Image Aesthetics Assessment with AI

Posted by Hieu Phung on June 22, 2022 · 20 mins read

TL;DR: Learn and discuss the image aesthetics assessment problem and artificial intelligence based solutions for it. Liên kết đến bản tiếng Việt của bài viết có thể được tìm thấy tại đây.

Table of Contents

Should have background knowledge


Aesthetics [1,2,3] (noun) is the formal study of art, especially in relation to the idea of beauty.

Image aesthetics assessment (IAA) [3,4], when being referred as a problem solved by the machines, is a computer vision problem that aims at categorizing images into different levels of aesthetic; i.e., is making decisions about image aesthetics similar to those of humans.

  • Image quality assessment
  • Image memorability
  • Image cropping

Why is Image Aesthetics Assessment Important?

Have you ever questioned yourself that have I ever tried to judge the aesthetic of a photo? I bet most of you reading this blog are already doing this, even daily. It doesn’t have to be something fancy, the act of assessing image aesthetics occurs during the process of taking this photo. You can adjust the shooting angle, adjust the light, change the aperture of the lens, or ask the model to change her pose,… all to get the best picture of your desire.
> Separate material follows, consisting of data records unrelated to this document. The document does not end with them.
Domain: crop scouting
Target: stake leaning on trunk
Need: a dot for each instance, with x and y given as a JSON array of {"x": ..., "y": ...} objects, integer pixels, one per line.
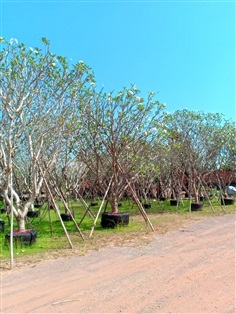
[
  {"x": 56, "y": 208},
  {"x": 95, "y": 221},
  {"x": 140, "y": 206}
]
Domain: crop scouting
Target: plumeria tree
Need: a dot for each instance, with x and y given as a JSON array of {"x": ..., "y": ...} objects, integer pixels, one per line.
[
  {"x": 116, "y": 129},
  {"x": 37, "y": 91},
  {"x": 197, "y": 141}
]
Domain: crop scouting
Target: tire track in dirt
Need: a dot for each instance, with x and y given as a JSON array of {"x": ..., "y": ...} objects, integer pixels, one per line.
[{"x": 191, "y": 270}]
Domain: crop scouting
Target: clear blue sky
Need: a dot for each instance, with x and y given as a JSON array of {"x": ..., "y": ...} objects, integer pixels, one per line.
[{"x": 184, "y": 50}]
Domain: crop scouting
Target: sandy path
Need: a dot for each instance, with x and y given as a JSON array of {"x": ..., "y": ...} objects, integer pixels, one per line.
[{"x": 191, "y": 270}]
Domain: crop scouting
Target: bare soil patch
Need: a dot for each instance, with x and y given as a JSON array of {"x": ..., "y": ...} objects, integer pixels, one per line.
[{"x": 189, "y": 270}]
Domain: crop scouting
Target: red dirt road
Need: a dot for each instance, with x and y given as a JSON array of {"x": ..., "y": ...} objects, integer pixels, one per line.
[{"x": 191, "y": 270}]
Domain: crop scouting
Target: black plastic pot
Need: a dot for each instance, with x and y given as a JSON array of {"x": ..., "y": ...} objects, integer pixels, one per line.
[
  {"x": 2, "y": 225},
  {"x": 162, "y": 198},
  {"x": 173, "y": 202},
  {"x": 33, "y": 213},
  {"x": 66, "y": 217},
  {"x": 28, "y": 237},
  {"x": 196, "y": 206},
  {"x": 110, "y": 220},
  {"x": 227, "y": 201}
]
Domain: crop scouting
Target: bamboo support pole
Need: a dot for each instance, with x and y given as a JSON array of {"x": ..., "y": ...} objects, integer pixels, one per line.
[
  {"x": 98, "y": 213},
  {"x": 68, "y": 209},
  {"x": 57, "y": 210}
]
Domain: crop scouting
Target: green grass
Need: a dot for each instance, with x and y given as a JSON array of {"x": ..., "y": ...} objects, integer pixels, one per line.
[{"x": 163, "y": 217}]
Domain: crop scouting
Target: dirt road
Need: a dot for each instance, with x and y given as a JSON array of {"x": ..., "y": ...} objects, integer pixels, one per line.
[{"x": 191, "y": 270}]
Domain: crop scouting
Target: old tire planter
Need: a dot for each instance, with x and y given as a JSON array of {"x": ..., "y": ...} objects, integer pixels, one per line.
[
  {"x": 28, "y": 237},
  {"x": 110, "y": 220},
  {"x": 66, "y": 217},
  {"x": 196, "y": 206},
  {"x": 227, "y": 201}
]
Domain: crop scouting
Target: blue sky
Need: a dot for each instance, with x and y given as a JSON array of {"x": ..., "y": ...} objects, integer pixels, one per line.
[{"x": 182, "y": 50}]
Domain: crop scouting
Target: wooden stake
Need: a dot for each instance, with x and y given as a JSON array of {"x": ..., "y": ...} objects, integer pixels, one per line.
[
  {"x": 95, "y": 221},
  {"x": 57, "y": 210}
]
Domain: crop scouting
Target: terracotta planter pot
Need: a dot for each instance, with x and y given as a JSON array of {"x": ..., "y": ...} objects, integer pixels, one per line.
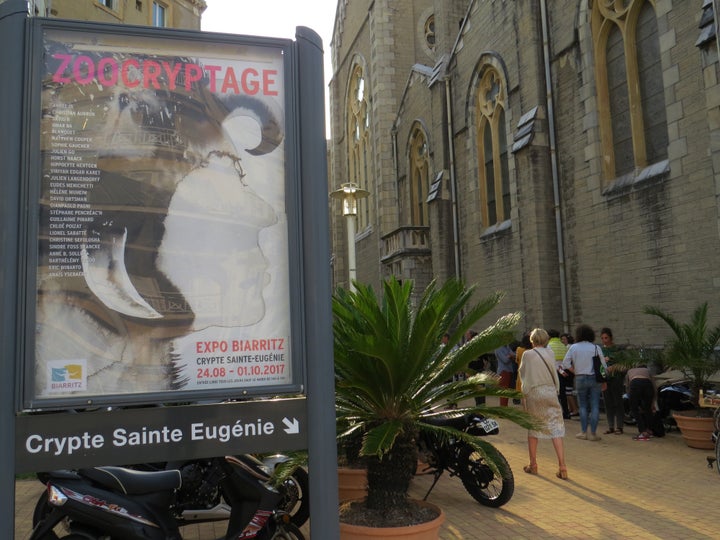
[
  {"x": 697, "y": 431},
  {"x": 422, "y": 531},
  {"x": 352, "y": 484}
]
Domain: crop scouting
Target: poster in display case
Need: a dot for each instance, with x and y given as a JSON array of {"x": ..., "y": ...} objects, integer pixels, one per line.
[{"x": 163, "y": 231}]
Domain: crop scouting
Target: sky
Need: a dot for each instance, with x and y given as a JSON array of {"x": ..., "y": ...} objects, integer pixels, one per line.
[{"x": 273, "y": 18}]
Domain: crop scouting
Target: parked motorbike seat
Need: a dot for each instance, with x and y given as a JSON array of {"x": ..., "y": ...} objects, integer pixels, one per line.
[
  {"x": 131, "y": 482},
  {"x": 459, "y": 422}
]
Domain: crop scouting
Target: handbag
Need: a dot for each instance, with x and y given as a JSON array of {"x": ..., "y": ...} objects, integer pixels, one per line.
[{"x": 599, "y": 368}]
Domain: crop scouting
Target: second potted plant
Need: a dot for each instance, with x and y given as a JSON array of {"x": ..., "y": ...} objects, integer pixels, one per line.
[
  {"x": 392, "y": 373},
  {"x": 692, "y": 351}
]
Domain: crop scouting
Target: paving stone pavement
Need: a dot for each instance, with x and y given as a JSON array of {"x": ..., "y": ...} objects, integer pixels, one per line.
[{"x": 618, "y": 488}]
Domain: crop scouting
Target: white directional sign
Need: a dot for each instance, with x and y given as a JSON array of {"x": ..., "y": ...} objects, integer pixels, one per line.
[{"x": 139, "y": 435}]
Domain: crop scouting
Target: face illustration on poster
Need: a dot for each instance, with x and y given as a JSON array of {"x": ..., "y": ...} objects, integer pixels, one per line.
[{"x": 182, "y": 266}]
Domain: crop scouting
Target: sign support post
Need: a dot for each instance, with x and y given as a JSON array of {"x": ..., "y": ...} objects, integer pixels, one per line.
[
  {"x": 322, "y": 449},
  {"x": 12, "y": 38}
]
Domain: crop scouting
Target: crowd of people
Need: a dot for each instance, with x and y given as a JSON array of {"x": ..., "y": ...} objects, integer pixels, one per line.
[{"x": 562, "y": 376}]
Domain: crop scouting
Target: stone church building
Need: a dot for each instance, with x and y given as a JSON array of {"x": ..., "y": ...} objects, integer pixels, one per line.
[{"x": 563, "y": 151}]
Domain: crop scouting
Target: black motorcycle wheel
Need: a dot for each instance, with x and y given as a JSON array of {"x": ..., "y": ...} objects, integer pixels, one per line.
[
  {"x": 288, "y": 532},
  {"x": 42, "y": 509},
  {"x": 479, "y": 480},
  {"x": 296, "y": 497}
]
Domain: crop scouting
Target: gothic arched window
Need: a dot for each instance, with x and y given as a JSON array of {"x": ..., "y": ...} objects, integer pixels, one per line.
[
  {"x": 358, "y": 137},
  {"x": 419, "y": 175},
  {"x": 494, "y": 175},
  {"x": 631, "y": 100}
]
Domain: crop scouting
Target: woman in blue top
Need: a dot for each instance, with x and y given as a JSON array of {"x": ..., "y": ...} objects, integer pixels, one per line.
[{"x": 579, "y": 358}]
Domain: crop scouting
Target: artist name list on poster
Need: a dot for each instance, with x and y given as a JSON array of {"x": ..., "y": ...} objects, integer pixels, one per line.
[{"x": 71, "y": 173}]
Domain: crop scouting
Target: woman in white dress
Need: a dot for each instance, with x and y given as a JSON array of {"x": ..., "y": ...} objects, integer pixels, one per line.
[{"x": 540, "y": 385}]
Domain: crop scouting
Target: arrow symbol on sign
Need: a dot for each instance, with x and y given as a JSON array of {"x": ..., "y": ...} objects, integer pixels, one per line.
[{"x": 293, "y": 426}]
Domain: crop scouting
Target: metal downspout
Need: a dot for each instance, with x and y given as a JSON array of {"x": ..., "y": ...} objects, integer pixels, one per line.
[
  {"x": 554, "y": 166},
  {"x": 453, "y": 180}
]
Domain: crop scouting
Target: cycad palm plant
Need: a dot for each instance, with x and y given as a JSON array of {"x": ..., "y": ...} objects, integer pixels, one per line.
[
  {"x": 692, "y": 349},
  {"x": 392, "y": 373}
]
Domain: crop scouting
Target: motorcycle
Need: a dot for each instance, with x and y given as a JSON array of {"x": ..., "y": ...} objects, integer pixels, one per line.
[
  {"x": 460, "y": 459},
  {"x": 671, "y": 396},
  {"x": 117, "y": 502}
]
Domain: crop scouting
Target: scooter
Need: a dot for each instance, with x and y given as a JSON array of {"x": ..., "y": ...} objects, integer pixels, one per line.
[
  {"x": 200, "y": 498},
  {"x": 116, "y": 502}
]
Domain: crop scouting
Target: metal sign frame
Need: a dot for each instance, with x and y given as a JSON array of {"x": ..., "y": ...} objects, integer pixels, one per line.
[
  {"x": 309, "y": 418},
  {"x": 158, "y": 219}
]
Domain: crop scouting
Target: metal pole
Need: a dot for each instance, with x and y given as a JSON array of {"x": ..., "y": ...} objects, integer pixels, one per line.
[
  {"x": 352, "y": 270},
  {"x": 322, "y": 448},
  {"x": 13, "y": 15}
]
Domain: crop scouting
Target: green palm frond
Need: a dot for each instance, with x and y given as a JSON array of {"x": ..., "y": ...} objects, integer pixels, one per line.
[
  {"x": 391, "y": 371},
  {"x": 692, "y": 349}
]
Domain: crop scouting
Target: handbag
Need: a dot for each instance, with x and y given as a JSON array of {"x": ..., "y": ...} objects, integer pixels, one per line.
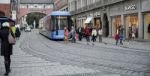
[{"x": 11, "y": 39}]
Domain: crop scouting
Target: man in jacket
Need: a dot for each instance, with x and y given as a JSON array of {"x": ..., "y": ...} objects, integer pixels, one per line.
[{"x": 6, "y": 48}]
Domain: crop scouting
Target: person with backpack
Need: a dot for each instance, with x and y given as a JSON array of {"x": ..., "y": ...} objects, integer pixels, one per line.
[
  {"x": 6, "y": 47},
  {"x": 87, "y": 34},
  {"x": 17, "y": 33}
]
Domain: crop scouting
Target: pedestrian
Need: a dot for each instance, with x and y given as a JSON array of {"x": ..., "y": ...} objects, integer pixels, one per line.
[
  {"x": 80, "y": 33},
  {"x": 100, "y": 33},
  {"x": 94, "y": 34},
  {"x": 73, "y": 34},
  {"x": 121, "y": 31},
  {"x": 6, "y": 48},
  {"x": 117, "y": 38},
  {"x": 17, "y": 33},
  {"x": 66, "y": 35},
  {"x": 87, "y": 34}
]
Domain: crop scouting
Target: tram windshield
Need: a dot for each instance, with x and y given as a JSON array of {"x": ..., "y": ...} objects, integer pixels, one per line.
[{"x": 59, "y": 22}]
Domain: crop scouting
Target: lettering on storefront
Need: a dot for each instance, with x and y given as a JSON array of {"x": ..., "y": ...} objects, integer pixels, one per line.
[{"x": 130, "y": 7}]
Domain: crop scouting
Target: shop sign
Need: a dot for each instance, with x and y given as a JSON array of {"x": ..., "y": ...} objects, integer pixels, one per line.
[{"x": 130, "y": 7}]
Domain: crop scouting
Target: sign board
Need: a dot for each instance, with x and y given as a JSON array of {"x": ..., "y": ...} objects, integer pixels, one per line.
[
  {"x": 4, "y": 1},
  {"x": 130, "y": 7}
]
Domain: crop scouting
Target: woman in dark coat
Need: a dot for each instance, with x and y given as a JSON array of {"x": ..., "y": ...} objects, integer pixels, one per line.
[{"x": 6, "y": 48}]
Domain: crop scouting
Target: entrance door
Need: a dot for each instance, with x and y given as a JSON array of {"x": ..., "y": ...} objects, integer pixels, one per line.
[
  {"x": 131, "y": 25},
  {"x": 147, "y": 26}
]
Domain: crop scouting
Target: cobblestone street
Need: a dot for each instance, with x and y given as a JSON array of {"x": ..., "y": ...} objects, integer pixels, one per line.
[{"x": 35, "y": 55}]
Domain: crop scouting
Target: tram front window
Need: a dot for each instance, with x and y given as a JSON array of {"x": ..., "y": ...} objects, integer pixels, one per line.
[{"x": 60, "y": 22}]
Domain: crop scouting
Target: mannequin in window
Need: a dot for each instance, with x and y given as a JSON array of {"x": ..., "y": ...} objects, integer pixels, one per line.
[{"x": 149, "y": 28}]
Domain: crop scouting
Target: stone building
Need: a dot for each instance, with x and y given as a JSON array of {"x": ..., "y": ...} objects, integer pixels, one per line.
[
  {"x": 6, "y": 7},
  {"x": 111, "y": 14},
  {"x": 61, "y": 5}
]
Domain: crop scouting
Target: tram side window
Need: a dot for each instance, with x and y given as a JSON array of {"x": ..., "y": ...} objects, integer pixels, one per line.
[
  {"x": 53, "y": 23},
  {"x": 63, "y": 22}
]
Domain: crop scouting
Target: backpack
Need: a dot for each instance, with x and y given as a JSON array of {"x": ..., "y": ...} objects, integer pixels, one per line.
[
  {"x": 17, "y": 33},
  {"x": 11, "y": 39}
]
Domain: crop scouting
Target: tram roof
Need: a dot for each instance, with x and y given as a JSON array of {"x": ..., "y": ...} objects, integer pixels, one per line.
[{"x": 60, "y": 13}]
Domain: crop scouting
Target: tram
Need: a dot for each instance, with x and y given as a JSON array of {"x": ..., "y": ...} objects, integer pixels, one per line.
[
  {"x": 6, "y": 19},
  {"x": 52, "y": 25}
]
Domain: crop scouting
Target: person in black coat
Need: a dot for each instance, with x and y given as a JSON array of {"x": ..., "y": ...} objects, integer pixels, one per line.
[{"x": 6, "y": 48}]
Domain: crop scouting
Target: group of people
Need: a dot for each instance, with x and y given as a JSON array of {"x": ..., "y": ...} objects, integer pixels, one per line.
[
  {"x": 6, "y": 29},
  {"x": 81, "y": 32}
]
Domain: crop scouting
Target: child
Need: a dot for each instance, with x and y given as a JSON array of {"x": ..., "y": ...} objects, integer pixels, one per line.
[{"x": 117, "y": 38}]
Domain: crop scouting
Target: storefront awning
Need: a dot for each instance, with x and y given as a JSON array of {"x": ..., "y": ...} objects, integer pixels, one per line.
[{"x": 88, "y": 20}]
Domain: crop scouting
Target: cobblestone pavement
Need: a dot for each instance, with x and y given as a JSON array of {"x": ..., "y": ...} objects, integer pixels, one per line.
[
  {"x": 24, "y": 64},
  {"x": 102, "y": 59}
]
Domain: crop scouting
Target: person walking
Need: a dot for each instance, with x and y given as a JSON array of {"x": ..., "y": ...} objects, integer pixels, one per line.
[
  {"x": 66, "y": 35},
  {"x": 73, "y": 33},
  {"x": 117, "y": 38},
  {"x": 17, "y": 33},
  {"x": 6, "y": 48},
  {"x": 100, "y": 33},
  {"x": 87, "y": 34},
  {"x": 80, "y": 33},
  {"x": 94, "y": 34},
  {"x": 121, "y": 31}
]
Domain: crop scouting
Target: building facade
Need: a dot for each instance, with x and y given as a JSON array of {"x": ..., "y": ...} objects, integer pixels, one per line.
[
  {"x": 5, "y": 8},
  {"x": 61, "y": 5},
  {"x": 111, "y": 14}
]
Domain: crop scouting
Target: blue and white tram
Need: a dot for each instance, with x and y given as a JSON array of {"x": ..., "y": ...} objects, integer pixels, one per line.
[{"x": 52, "y": 26}]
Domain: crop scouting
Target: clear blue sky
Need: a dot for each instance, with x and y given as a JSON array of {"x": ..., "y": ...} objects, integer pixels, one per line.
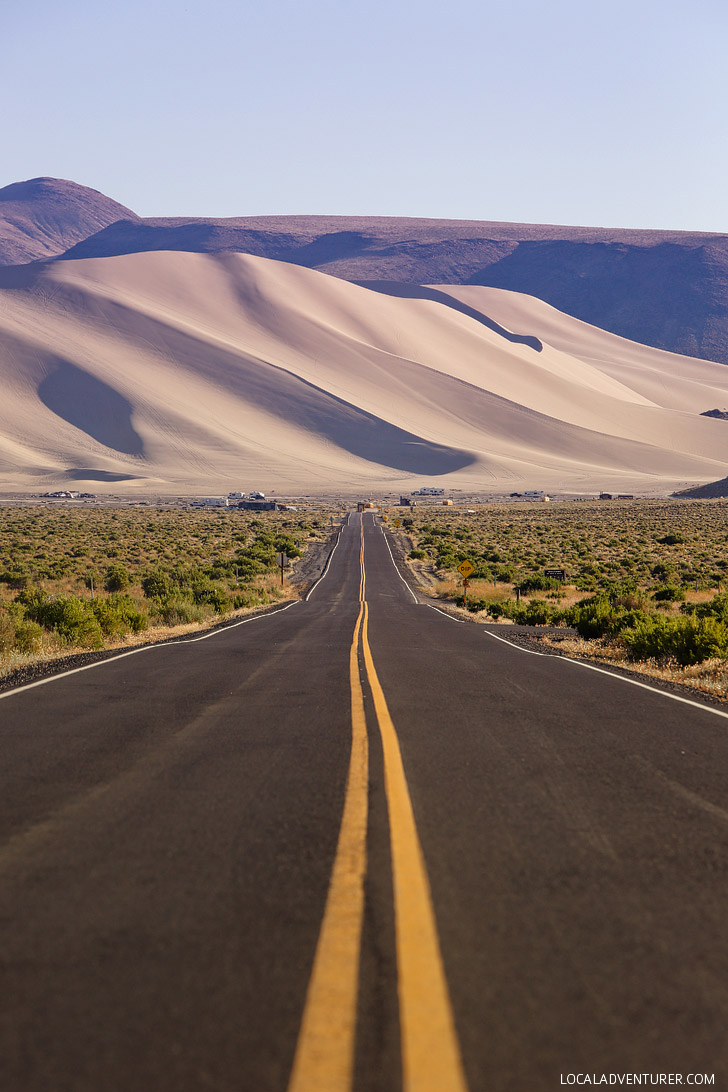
[{"x": 572, "y": 111}]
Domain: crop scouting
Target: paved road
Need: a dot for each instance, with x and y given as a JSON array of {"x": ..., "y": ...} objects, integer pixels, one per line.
[{"x": 358, "y": 844}]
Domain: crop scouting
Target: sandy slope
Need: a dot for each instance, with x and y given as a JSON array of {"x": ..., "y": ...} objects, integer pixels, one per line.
[{"x": 179, "y": 371}]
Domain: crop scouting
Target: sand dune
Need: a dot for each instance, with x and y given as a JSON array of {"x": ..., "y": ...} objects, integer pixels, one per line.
[{"x": 193, "y": 372}]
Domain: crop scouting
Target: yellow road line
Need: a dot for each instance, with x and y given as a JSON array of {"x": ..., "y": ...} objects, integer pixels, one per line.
[
  {"x": 430, "y": 1053},
  {"x": 324, "y": 1053}
]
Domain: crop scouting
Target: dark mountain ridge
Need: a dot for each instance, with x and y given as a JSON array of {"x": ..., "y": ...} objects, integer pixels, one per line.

Besides spiritual value, beautiful photos could bring great material value as well. That is why we have experts in judging photos’ quality. That is why we have image-based social networks like Instagram and Pinterest. That is why we have stock photography market; e.g., Pixtastock in Japan, and the big guy Shutterstock, just to name a few.

Another reason, in my opinion, that makes this problem important is that the need of finding beautiful photos on the Internet will increase day by day. As the number of shared photos grows larger and larger, it can become more difficult to find an eye-catching photo. Perhaps, in the near future, sorting photos according to aesthetic scale will become the standard feature of all search engines.

How do We Assess Image Aesthetics?

Now we will see how humans and machines do the job of assessing the aesthetic of photos.


As a human, surely each person will have his or her own assessment of image aesthetics; however, to evaluate systematically, we will need to define aesthetic criteria.

For example:

  • Composition
  • Lighting
  • Object emphasis
  • The beauty of model
  • The beauty of pattern
  • Uniqueness of content

In terms of composition criteria, there are many ways to layout an image, the most popular is probably rule of thirds, then possibly symmetry,…, and many others.

Satisfying certain compositional criteria can make a photo looks better. This short video — shared by mitchleeuwe — can help you better understand this aesthetic criterion.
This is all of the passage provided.